苻融拔出剑:“事已至此,别无他法!臣弟愿率领我氐族最后的子弟兵,为陛下一战!”
然而,大势已去。
苻坚那“百万”大军,在叛乱爆发的一瞬间,就烟消云散了。那本就不是“秦军”。那是“慕容垂的鲜卑军”、“姚苌的羌人军”、“其他部落的杂牌军”。
他们,只听自己首领的。
苻坚能调动的,只剩下长安城内,他本族的数万氐族老弱病残。
而城外,是姚苌的数十万羌人大军,和正从东边杀来的慕容垂。
没有淝水之战。东晋的军队,甚至还在长江以南,隔岸观火,乐呵呵地看着北方自己打成了一锅粥。

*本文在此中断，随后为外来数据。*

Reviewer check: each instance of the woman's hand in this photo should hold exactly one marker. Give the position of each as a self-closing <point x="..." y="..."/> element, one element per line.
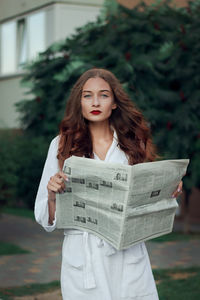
<point x="56" y="185"/>
<point x="178" y="190"/>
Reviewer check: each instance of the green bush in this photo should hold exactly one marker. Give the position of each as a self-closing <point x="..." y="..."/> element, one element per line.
<point x="21" y="164"/>
<point x="153" y="50"/>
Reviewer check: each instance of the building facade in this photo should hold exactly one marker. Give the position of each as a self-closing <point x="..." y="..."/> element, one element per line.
<point x="28" y="27"/>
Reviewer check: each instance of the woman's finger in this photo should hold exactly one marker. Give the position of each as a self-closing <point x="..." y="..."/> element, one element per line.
<point x="178" y="190"/>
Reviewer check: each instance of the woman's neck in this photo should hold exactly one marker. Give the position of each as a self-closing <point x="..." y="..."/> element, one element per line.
<point x="100" y="131"/>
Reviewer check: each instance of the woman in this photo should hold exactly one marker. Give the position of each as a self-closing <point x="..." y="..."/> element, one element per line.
<point x="100" y="123"/>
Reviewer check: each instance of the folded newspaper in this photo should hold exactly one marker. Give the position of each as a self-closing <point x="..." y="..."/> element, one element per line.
<point x="121" y="204"/>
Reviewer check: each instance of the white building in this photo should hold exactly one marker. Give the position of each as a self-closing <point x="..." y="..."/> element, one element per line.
<point x="26" y="28"/>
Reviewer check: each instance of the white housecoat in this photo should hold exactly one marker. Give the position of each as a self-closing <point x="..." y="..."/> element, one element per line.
<point x="91" y="268"/>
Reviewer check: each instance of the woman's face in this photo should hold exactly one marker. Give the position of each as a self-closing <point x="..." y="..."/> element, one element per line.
<point x="97" y="100"/>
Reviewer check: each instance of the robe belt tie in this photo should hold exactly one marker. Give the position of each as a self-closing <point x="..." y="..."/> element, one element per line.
<point x="88" y="272"/>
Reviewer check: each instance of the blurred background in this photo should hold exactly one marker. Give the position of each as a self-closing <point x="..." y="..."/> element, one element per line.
<point x="153" y="47"/>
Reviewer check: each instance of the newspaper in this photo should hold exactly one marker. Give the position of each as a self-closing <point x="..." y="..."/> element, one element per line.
<point x="121" y="204"/>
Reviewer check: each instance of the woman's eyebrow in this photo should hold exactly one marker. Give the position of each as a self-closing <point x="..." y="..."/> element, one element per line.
<point x="105" y="91"/>
<point x="86" y="91"/>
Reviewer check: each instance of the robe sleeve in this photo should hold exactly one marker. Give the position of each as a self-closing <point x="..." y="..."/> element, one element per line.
<point x="51" y="167"/>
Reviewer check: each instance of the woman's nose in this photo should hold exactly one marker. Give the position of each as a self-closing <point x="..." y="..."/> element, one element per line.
<point x="95" y="101"/>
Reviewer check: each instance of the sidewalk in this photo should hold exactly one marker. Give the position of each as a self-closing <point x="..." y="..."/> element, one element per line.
<point x="42" y="265"/>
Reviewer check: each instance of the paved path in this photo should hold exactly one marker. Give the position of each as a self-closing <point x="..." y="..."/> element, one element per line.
<point x="42" y="265"/>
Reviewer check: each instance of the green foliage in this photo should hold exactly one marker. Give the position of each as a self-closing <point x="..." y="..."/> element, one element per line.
<point x="178" y="284"/>
<point x="176" y="236"/>
<point x="31" y="289"/>
<point x="20" y="175"/>
<point x="155" y="53"/>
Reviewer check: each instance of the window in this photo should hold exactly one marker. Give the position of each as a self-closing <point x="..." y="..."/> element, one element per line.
<point x="21" y="41"/>
<point x="36" y="34"/>
<point x="8" y="46"/>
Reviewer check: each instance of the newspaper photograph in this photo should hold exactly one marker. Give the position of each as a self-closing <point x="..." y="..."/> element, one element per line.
<point x="121" y="204"/>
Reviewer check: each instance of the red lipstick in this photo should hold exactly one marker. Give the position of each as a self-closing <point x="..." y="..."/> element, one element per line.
<point x="95" y="112"/>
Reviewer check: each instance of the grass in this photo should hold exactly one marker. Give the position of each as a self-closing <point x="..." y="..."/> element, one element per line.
<point x="32" y="289"/>
<point x="21" y="212"/>
<point x="178" y="284"/>
<point x="11" y="249"/>
<point x="176" y="236"/>
<point x="172" y="284"/>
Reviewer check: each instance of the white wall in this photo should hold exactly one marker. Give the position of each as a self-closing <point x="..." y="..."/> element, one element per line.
<point x="61" y="21"/>
<point x="10" y="93"/>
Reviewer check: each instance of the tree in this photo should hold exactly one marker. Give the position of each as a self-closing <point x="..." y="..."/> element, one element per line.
<point x="154" y="51"/>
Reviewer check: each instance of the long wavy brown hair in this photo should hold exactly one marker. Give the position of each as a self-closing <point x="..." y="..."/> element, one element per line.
<point x="133" y="134"/>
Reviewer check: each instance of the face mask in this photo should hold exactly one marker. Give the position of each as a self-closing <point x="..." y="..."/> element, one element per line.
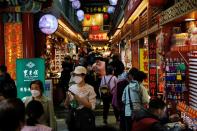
<point x="35" y="93"/>
<point x="77" y="79"/>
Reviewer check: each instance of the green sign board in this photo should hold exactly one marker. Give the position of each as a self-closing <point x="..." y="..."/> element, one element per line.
<point x="28" y="70"/>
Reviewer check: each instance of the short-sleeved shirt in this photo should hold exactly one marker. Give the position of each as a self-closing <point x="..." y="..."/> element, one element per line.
<point x="86" y="91"/>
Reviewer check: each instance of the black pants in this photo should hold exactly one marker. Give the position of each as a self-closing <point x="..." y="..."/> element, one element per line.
<point x="106" y="105"/>
<point x="128" y="123"/>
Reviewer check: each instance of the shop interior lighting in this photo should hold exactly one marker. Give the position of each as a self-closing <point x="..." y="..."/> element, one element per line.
<point x="190" y="19"/>
<point x="68" y="30"/>
<point x="143" y="5"/>
<point x="121" y="23"/>
<point x="116" y="33"/>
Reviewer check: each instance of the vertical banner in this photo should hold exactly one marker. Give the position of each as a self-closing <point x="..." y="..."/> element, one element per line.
<point x="28" y="70"/>
<point x="144" y="64"/>
<point x="13" y="46"/>
<point x="152" y="69"/>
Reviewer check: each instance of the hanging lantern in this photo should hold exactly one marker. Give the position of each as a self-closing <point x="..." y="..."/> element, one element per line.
<point x="113" y="2"/>
<point x="95" y="28"/>
<point x="80" y="18"/>
<point x="111" y="9"/>
<point x="80" y="13"/>
<point x="88" y="17"/>
<point x="76" y="4"/>
<point x="157" y="3"/>
<point x="105" y="16"/>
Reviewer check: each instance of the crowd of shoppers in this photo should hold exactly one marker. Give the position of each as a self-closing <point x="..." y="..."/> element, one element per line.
<point x="82" y="82"/>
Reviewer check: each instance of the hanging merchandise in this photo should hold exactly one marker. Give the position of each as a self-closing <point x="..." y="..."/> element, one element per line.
<point x="80" y="15"/>
<point x="113" y="2"/>
<point x="175" y="79"/>
<point x="76" y="4"/>
<point x="87" y="16"/>
<point x="111" y="9"/>
<point x="105" y="16"/>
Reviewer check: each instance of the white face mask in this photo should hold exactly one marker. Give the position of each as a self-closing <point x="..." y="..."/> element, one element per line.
<point x="35" y="93"/>
<point x="77" y="79"/>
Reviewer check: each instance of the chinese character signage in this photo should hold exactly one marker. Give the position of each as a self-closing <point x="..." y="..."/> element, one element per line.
<point x="144" y="64"/>
<point x="152" y="69"/>
<point x="14" y="46"/>
<point x="95" y="9"/>
<point x="98" y="37"/>
<point x="28" y="70"/>
<point x="130" y="8"/>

苻坚,以一种比淝水惨败更屈辱、更讽刺的方式,迎来了自己的末日。
公元385年,长安城破。
姚苌的羌人大军,冲入了这座苻坚倾注了一生心血的“仁义之都”。
苻坚带着少数亲随,逃出了长安。他没有往南逃,他知道东晋不会收留他。他往西逃,可整个西部,都是姚苌的地盘。
他最终,被姚苌的军队,围困在了一座小小的五将山。
姚苌,这个曾经被他“恩重如山”的“好兄弟”,亲自骑马来到了他的面前。
“天王陛下,”姚苌戏谑地在马上拱了拱手,“别来无恙啊。”
苻坚双目赤红:“姚苌!朕自问待你不薄!你为何反我?!”
姚苌哈哈大笑,笑声中充满了鄙夷:“待我不薄?你是待我‘太薄’了!”
苻坚一愣。
姚苌勒住马,冷冷道:“你若真是雄主,就该在王猛死后,立刻杀了我,杀了慕容垂!一了百了!这叫‘雄才大略’!”
“你若真是‘仁义’,就该把我等兵权全数收回,封个虚职,让我们在长安富贵终老!这也叫‘帝王心术’!”
“可你呢?”姚苌指着苻坚的鼻子骂道,“你偏偏要‘仁义’!你给了我们兵权,给了我们地盘,给了我们背叛你的本钱!你把刀递给我们,却指望我们不捅你?苻坚啊苻坚,你不是‘仁义’,你是‘愚蠢’!”
“你……”苻坚一口鲜血喷出。
姚苌说得没错。苻坚的悲剧,在于他给了敌人背叛的“能力”,却天真地指望他们没有背叛的“意愿”。
他以为他避免了“淝水之战”,就能保住江山。可史学家看得清楚:他浪费的第一个机会(王猛遗言),是“战略”上的错误,他没有认清敌人。他浪费的第二个机会(平叛分兵),是“用人”上的错误,他主动武装了敌人。他浪费的第三个机会(庆功分封),是“权术”上的错误,他彻底放弃了制衡敌人的可能。
这三次机会,一次比一次致命。全“浪”没了。就算没有淝水之战,他的帝国,也注定分崩离析。
公元385年,苻坚被姚苌缢死于新平佛寺。这位“仁义”的天王,死前,是否“恍然大悟”了呢?历史,没有给他答案。
苻坚的悲剧,不在于一场战役的胜败,而在于他对“人性”的误判。他试图用“圣人”的标准来要求“枭雄”,结果可想而知。
他的故事,用血淋淋的现实告诉我们一个道理:真正的“仁义”,必须有“金刚之怒”来护航。
没有力量和智慧的“善”,不是善,那是对恶的纵容,是对自己的残忍。
读史明智,古人的“利弊得失”,又何尝不是我们今天待人处事的镜子?看清谁是朋友,谁是披着羊皮的狼,或许才是人生最大的智慧。